かろうじて得意といえるのはブロックを並べたり、薬とバイ菌を揃えて消す系のゲームや、街を作って発展させる系のゲームだけだ。このあたりであれば、街ゆく人と出会い頭にバトルスタートしたとしてもそこそこ勝てる自信がある。それ以外は、レベル1から成長の兆しがみられない。

しかし好きこそものの上手なれ、である。僕は決して諦めない。ゲーム好き=ゲーム上手とは限らない。ゲーム下手なゲーム好きだっているのだ。

あらゆるジャンルのゲームを楽しんでいる。オープンワールド系も好きだし、死にゲーもFPSも大好きだ。身の程などわきまえない。ゆえに道に迷って延々とクエスト達成できないし、延々と雑魚で死に続ける。今日もエイムはブレブレだ。モンスターは一向にハントできない。シミュレーション、タクティクス系ゲームにいたっては、何の戦略、作戦も立てずにゴリ押ししようとして全滅する。根本的なゲーム性への冒涜スレスレである。本当に、ディレクターの皆様のお怒りの顔が目に浮かんでつらい。

周囲の人たちは優しいのでこう言ってフォローしてくれる。「近藤はゲームが下手な分、作曲能力にステ振りされてるんだよ」と。お心遣い大変ありがたいことです。

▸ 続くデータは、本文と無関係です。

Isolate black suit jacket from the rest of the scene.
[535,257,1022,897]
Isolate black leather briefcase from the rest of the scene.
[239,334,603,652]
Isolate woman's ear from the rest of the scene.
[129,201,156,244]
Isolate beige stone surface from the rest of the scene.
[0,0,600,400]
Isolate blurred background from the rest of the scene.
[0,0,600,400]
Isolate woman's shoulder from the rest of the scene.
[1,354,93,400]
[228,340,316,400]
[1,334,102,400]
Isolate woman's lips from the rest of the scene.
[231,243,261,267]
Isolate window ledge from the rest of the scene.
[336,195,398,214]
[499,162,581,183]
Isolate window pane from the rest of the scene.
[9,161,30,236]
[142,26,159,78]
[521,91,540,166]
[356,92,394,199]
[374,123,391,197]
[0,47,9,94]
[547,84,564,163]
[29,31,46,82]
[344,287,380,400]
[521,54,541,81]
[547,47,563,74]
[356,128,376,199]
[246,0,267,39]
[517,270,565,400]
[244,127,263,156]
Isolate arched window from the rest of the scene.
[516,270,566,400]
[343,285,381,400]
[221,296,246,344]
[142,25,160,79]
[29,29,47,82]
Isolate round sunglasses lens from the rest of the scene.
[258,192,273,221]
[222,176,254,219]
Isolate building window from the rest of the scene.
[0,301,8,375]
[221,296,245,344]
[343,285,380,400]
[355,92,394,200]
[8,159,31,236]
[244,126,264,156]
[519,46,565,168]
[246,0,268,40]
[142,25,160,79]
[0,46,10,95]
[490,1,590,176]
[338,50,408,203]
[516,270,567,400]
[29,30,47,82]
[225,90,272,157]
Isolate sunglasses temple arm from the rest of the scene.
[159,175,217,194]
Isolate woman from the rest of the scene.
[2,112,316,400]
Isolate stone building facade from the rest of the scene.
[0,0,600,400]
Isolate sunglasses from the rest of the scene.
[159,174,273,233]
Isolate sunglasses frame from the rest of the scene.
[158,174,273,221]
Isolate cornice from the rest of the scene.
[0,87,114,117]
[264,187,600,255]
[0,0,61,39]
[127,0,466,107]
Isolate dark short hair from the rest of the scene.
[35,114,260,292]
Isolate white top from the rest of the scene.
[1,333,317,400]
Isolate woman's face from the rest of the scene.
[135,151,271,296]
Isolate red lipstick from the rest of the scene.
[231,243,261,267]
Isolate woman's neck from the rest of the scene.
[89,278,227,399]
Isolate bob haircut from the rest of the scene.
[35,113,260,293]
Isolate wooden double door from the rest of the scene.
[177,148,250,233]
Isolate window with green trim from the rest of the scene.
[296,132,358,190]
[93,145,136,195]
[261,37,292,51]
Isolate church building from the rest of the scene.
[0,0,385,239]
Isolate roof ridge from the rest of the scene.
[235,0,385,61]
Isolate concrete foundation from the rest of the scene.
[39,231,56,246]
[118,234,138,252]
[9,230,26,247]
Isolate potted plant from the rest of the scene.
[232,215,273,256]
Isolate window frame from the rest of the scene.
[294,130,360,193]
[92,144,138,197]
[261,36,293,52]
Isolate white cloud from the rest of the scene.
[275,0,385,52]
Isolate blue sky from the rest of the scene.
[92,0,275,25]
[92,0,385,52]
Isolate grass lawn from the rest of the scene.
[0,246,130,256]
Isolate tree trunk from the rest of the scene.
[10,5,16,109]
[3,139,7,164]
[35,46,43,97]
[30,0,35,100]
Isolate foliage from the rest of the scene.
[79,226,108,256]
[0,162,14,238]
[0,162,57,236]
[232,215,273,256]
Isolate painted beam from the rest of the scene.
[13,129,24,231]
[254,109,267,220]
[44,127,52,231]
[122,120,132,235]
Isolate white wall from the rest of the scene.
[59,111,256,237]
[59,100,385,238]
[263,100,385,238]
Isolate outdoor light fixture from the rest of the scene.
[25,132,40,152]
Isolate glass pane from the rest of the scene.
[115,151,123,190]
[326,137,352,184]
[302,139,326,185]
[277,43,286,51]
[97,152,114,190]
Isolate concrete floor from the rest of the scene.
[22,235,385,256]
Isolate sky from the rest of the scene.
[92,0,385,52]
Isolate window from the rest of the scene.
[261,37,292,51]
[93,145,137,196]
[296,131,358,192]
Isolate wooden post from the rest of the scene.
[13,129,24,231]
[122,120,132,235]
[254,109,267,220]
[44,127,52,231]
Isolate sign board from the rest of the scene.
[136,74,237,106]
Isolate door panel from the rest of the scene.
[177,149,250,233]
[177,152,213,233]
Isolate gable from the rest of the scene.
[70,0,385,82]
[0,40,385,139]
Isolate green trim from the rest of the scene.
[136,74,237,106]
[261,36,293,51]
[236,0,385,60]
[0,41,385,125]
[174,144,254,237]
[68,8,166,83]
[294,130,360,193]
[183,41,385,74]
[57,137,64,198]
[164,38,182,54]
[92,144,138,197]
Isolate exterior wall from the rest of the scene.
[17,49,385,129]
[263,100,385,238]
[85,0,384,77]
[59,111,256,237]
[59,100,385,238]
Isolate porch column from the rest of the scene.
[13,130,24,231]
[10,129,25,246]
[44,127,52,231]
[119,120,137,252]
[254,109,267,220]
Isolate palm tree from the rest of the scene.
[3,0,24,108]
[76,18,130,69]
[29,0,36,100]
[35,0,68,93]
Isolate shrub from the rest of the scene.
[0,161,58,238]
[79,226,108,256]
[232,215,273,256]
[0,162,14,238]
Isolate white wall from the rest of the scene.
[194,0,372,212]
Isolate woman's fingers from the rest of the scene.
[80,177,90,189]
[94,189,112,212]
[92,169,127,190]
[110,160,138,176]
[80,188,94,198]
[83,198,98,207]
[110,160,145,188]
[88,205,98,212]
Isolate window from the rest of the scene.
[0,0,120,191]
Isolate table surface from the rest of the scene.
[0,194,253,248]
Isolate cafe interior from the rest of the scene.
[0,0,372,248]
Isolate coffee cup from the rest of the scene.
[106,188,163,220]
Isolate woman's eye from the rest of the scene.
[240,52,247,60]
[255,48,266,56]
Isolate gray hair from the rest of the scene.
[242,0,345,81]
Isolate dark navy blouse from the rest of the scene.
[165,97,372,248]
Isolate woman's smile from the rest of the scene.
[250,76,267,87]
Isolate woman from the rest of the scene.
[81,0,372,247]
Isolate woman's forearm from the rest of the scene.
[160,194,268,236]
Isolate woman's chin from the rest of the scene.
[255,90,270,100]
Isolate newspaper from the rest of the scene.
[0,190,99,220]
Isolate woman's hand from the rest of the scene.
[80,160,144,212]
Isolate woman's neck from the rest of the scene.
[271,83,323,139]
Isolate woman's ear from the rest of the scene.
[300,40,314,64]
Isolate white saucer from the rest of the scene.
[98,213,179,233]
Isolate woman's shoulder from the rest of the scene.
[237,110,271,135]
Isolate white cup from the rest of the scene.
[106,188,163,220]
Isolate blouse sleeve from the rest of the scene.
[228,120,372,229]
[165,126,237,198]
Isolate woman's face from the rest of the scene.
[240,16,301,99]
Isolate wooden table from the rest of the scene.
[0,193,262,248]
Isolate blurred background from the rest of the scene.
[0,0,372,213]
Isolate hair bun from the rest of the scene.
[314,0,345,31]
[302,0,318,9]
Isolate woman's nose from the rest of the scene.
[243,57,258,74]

うーん、延々とクエスト達成できず延々と雑魚で死ぬのは作曲でも同じ・・・ぐるぐる回しながら無様に空中を殴り、すみやかに崖から落ちていくだけ・・・と心の中で思いつつも、つまりは何事も折れない心が大事なのだなと自分を鼓舞する。チュートリアルが手強くても、心を折らず楽しむに勝るものはない。必要なのはただただ、経験値だ。

何にせよ、プロゲーマーへの道は遠い。